Clinical Trial Resource Center

New Medical Therapies™

Latest New Medical Therapy Trial Results

Following are the most recent results for new drug therapies currently in clinical trials worldwide. Results are also searchable by therapeutic area beginning with the most recent updates.

Week of July 21, 2014

Agenus issued results of a phase II study of HerpV for treatment of genital Herpes Simplex Virus-2 (HSV-2). The randomized, double-blind, multi-center study enrolled 80 subjects with a history of one to nine herpes recurrences within the prior 12 months. 70 subjects received the active treatment, HerpV and QS-21 Stimulon, and 10 subjects received placebo. Three injections of HerpV at a dose of 240μg (includes12μg of a mix of 32 different HSV-2 antigenic peptides) or placebo were given at two week intervals. HSV-2 activity in the genito-urinary tract was monitored by PCR for HSV-2 DNA in genital swabs for 45 days before and after the initial course of three vaccinations. The primary analysis, which looked at viral shedding after the initial three HerpV vaccinations, demonstrated that subjects who received HerpV had a statistically significant reduction in viral shedding (P=0.015; RR=0.85). The results also demonstrate a reduction in viral load of 34% (P=0.08). Placebo patients showed no reduction compared to baseline in either parameter. More than half of those vaccinated developed a robust anti-HSV cytotoxic T-cell immune response, and in those patients there was a statistically significant 75% reduction in viral load (P<0.001; CI: 46.2—88.6%). After the booster shot, HerpV demonstrated a durable reduction in viral shedding approximating 14% (RR=0.86 and CIs: 0.58-1.26) and remains consistent with the reduction in viral shedding observed duing the initial treatment period.

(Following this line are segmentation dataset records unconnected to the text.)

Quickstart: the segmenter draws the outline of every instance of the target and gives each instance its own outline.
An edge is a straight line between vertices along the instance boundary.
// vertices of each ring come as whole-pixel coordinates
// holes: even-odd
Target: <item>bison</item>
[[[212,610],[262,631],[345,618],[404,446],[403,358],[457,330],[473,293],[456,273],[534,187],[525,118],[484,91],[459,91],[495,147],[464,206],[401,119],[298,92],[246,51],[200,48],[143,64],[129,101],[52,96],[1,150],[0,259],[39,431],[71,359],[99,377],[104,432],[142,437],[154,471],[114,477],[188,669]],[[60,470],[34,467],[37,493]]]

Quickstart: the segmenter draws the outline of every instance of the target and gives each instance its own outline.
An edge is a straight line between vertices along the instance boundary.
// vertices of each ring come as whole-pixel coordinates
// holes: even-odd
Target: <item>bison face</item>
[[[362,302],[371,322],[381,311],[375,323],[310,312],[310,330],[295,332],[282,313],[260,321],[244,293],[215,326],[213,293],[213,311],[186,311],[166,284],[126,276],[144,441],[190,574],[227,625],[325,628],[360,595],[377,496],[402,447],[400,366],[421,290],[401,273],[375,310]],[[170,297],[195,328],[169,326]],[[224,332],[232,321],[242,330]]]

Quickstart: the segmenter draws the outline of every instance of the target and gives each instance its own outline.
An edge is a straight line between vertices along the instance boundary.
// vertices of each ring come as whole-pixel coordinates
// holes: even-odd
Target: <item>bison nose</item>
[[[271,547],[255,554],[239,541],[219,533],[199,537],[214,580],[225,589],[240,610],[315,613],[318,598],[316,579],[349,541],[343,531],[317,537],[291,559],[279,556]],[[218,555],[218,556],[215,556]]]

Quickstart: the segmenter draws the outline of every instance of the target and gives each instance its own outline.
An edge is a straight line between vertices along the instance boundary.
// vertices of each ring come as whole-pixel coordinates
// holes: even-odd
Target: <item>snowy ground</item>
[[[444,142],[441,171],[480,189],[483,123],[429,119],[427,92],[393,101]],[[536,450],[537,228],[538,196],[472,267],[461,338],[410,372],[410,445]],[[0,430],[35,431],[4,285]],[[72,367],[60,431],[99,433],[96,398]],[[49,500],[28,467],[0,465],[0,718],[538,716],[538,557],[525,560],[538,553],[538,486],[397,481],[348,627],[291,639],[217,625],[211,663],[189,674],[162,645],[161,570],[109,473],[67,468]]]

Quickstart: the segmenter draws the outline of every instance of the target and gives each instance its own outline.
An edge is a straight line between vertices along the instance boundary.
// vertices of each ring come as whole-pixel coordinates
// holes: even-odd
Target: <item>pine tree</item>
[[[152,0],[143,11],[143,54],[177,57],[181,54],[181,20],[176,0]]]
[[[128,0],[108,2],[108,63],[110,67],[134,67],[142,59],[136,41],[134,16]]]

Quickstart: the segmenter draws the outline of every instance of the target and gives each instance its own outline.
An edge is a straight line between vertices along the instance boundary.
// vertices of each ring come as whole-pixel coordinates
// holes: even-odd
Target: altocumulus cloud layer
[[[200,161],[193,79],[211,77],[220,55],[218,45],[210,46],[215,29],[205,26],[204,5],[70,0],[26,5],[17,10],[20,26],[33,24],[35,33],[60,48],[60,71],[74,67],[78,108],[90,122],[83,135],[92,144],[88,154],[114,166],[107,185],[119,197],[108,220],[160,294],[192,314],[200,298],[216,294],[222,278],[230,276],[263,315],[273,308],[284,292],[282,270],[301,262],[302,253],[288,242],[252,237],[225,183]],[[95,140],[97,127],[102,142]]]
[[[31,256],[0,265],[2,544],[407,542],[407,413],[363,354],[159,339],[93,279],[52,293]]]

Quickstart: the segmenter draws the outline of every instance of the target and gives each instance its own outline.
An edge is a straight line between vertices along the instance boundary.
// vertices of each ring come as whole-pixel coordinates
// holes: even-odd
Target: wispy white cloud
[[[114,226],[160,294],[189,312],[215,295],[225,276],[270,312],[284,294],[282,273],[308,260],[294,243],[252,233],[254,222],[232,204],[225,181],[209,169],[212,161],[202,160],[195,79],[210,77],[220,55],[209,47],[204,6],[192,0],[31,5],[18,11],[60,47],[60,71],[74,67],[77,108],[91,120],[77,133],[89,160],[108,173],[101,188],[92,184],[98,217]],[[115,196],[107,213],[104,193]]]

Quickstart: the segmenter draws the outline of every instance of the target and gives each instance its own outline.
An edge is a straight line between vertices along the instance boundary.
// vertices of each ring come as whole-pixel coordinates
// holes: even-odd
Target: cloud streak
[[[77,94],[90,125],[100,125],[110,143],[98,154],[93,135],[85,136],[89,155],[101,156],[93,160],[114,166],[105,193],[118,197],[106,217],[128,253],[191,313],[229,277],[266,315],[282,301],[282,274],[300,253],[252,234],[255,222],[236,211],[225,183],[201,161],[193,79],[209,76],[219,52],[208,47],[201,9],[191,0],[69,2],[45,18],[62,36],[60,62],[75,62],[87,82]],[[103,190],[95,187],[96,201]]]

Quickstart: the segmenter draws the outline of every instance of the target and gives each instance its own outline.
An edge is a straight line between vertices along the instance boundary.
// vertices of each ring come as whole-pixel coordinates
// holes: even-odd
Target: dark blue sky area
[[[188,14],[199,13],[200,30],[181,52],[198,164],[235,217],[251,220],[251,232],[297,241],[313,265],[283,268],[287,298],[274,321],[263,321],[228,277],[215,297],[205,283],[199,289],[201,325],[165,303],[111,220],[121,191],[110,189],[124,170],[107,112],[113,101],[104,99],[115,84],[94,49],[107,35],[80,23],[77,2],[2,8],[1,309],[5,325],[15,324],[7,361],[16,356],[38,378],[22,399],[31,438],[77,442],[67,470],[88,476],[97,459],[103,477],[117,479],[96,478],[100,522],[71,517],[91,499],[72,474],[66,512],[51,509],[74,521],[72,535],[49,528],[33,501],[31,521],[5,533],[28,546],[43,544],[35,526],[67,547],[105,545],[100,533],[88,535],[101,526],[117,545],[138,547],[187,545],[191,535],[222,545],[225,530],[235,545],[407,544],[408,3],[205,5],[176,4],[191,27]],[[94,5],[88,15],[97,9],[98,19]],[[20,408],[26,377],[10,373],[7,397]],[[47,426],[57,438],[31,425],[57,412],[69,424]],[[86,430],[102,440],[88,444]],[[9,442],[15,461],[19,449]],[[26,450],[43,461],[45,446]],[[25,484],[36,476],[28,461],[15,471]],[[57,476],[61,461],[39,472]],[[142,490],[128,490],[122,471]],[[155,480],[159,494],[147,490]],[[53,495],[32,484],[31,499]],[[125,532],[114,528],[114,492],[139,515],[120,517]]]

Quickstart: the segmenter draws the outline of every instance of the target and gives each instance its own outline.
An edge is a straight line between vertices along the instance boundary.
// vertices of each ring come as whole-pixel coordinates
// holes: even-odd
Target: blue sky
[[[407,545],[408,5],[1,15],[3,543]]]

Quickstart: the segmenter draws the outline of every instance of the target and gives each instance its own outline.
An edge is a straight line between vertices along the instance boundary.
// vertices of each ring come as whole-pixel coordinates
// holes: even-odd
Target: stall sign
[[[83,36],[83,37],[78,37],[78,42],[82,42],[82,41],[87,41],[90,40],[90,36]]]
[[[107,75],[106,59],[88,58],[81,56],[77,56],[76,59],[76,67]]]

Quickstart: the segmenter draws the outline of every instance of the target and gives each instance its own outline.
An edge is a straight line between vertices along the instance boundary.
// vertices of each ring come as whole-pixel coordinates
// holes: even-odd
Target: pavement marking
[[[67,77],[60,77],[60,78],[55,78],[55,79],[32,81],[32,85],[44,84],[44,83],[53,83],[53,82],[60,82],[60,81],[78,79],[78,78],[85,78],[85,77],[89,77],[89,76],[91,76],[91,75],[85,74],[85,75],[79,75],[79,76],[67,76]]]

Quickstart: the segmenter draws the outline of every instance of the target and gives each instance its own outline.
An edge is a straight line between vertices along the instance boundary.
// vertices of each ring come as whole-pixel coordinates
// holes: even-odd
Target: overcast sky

Boehringer Ingelheim released results of a phase II trial of volasertib for older patients with acute myeloid leukemia (AML). The open- label study enrolled 87 adult patients (median age 75) with AML not considered suitable for intensive induction therapy. Patients were randomly assigned to receive either volasertib in combination with LDAC (n=42) or LDAC (n=45). Patients were randomized in a 1:1 ratio to receive the combination of LDAC plus volasertib 350mg intravenously over one hour on days one and 15 versus LDAC 20mg twice daily subcutaneously on days one to 10 alone. Cycles were scheduled every four weeks until progression, relapse, intolerance or patient/ investigator requested discontinuation. The study’s primary endpoint showed the objective response rate (complete remission or complete remission with incomplete blood count recovery) was more than doubled for patients receiving volasertib and LDAC versus LDAC alone (31% v. 13.3%, p=0.052). The trial showed patients treated with volasertib combined with LDAC had a median overall survival of eight months versus 5.2 months in patients treated with LDAC (p=0.047). Median event-free survival was prolonged in patients receiving volasertib and LDAC versus LDAC (5.6 months v. 2.3 months; p=0.021). Relapse- free survival for volasertib and LDAC versus LDAC was 18.5 months versus 10 months. There is an ongoing phase III study initiated for volasertib.

Regeneron Pharmaceuticals and Sanofi reported results of a phase IIb trial of dupilumab in adult patients with moderate-to-severe atopic dermatitis (AD). This double-blind, placebo-controlled, 16-week, dose-ranging study enrolled 380 patients. Patients were randomized to receive one of five doses of dupilumab (300mg weekly, 300mg every other week, 300mg monthly, 200mg every other week, 100mg monthly) or placebo. The follow-up period of the study is ongoing and patients will be followed for 16 weeks after treatment. The improvements in Eczema Area and Severity Index (EASI) score ranged from a high of 74% for patients in the highest dose group, who received 300mg weekly, to a low of 45% in patients who received the lowest dose of 100mg monthly, compared to 18% for patients in the placebo group (p<0.0001 for all doses). 12% to 33% of dupilumab- treated patients achieved clearing or near-clearing of skin lesions, as measured by an investigator’s global assessment (IGA) score of 0 or 1, compared to 2% with placebo (p=0.02 to p<0.0001). Dupilumab-treated patients experienced a 16.5% to 47% mean reduction in itching, as measured by the pruritus numerical- rating scale (NRS) score, compared to an increase of 5% in the placebo group (p=0.0005 to p<0.0001).